If you are old enough to enjoy these games then you are probably curious enough to enjoy these interviews. I found almost all of them extremely interesting even if a few are a bit dated. This is the Encarta of 80’s console gaming, a truly interactive encyclopedia where you not only play the game but learn about them.
Please don’t confuse my unusually high score for graphics with other modern games receiving this same score. Basically, all I am saying is that Arcade Treasures 2 is a flawless recreation of the original source material. Gauntlet 2 and Wizard of Wor wouldn’t be winning any awards in 2005 and Cyberball 2072 won’t be competing with Madden, except maybe on the GBA, but all of these games look just as good as they did 20 years ago.
The Xbox version of Arcade Treasures 2 supports progressive scan, which is ironic since HDTV was the further thing in gamers’ minds back in the 80’s. Still, the crisp display makes these games look unfathomably better than their interlaced CRT counterparts from two decades past.
Framerate is generally pretty decent in most all games with the exception of Hard Drivin’ which is odd since this game features some of the most basic graphics in the collection, but once your car gets up to speed the framerate becomes very inconsistent.
The only thing left is the bonus material, which is of moderate interest to game historians but no one else is going to tolerate the horrible video and sound quality. It’s obvious these are old movies that were dug up, digitized, and stuck on this disc. I supposed you could say it gives the entire package a retro-like feel but most will say it’s just cheap. Thankfully, the game makes up for this oversight with the game graphics, which is where you will hopefully be spending most of your time.

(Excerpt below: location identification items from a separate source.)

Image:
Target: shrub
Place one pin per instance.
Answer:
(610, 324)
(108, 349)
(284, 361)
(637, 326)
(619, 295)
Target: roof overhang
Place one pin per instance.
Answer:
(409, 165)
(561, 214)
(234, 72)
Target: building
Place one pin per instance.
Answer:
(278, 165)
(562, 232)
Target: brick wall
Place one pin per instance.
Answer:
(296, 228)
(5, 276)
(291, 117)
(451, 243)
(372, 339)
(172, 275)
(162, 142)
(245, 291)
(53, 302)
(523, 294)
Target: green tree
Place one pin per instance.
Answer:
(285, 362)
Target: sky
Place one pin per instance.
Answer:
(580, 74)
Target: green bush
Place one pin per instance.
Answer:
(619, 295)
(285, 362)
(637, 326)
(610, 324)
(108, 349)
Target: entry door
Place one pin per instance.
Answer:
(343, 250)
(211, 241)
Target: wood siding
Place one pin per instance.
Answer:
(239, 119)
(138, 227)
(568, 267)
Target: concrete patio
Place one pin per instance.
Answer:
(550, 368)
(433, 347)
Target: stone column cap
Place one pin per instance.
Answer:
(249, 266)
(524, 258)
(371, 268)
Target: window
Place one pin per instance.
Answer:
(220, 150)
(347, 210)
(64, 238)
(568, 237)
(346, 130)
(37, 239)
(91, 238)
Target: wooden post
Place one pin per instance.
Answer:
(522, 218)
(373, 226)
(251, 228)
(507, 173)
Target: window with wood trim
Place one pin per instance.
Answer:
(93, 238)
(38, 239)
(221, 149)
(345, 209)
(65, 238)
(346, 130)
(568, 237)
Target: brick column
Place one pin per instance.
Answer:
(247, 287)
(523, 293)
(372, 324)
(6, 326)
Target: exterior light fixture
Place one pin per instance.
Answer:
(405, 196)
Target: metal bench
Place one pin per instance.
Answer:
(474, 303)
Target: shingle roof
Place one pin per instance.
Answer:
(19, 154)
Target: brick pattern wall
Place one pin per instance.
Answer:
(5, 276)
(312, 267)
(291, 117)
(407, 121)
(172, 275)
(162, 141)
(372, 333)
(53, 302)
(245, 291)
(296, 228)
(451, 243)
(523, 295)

Much like the video, the sound is perfectly recreated. Gamers used to hearing Dolby Digital mixes from their Xbox will wonder what that tinny music, synthesized speech, and collection of beeps and whistles are all about. Parents can then regale their children with tales of the good old days, before 24-channel, 5.1 surround sound.
We were lucky to get a single-track midi theme and a few dozen synthesized effects. When games started introducing speech the gamers became speechless. “Warrior needs food” should bring a smile to any gamer over 35.
Considering most of the people who played these games when they came out were dumping hundreds of quarters into coin slots each week, we already know how addicting they are. The fact that we can play these games now without sacrificing our lunch money means there is no limitation to our obsession.
The day this game arrived I played Joust for almost four straight hours. When another GCM reviewer joined in for some Gauntlet another two hours vanished before we had to force ourselves to stop.
Bottom line here is that you have 20+ highly addictive games and even if you only like half of them you are guaranteed to get your money’s worth out of Arcade Treasures 2. It’s only $20 so don’t even insult yourself or Midway by renting this game. Pry that twenty out of your wallet and start thinking up excuses for calling in sick to work.
Midway Arcade Treasures 2 is going to appeal to anyone who grew up in the 80’s and 90’s and was a regular at their local arcade. This amazing compilation DVD has games that you can now only find in airport terminals and bowling alleys. Parents can finally compete with their kids and actually have an advantage, and there is even some educational and historical value to this collection.
These are first-rate emulations of all the original games, perfect recreations that will put a smile on your face and provide countless hours of gaming enjoyment. Arcade Treasures 2 is a must-have for retro gamers and a great way to preserve one of the most influential decades of gaming history.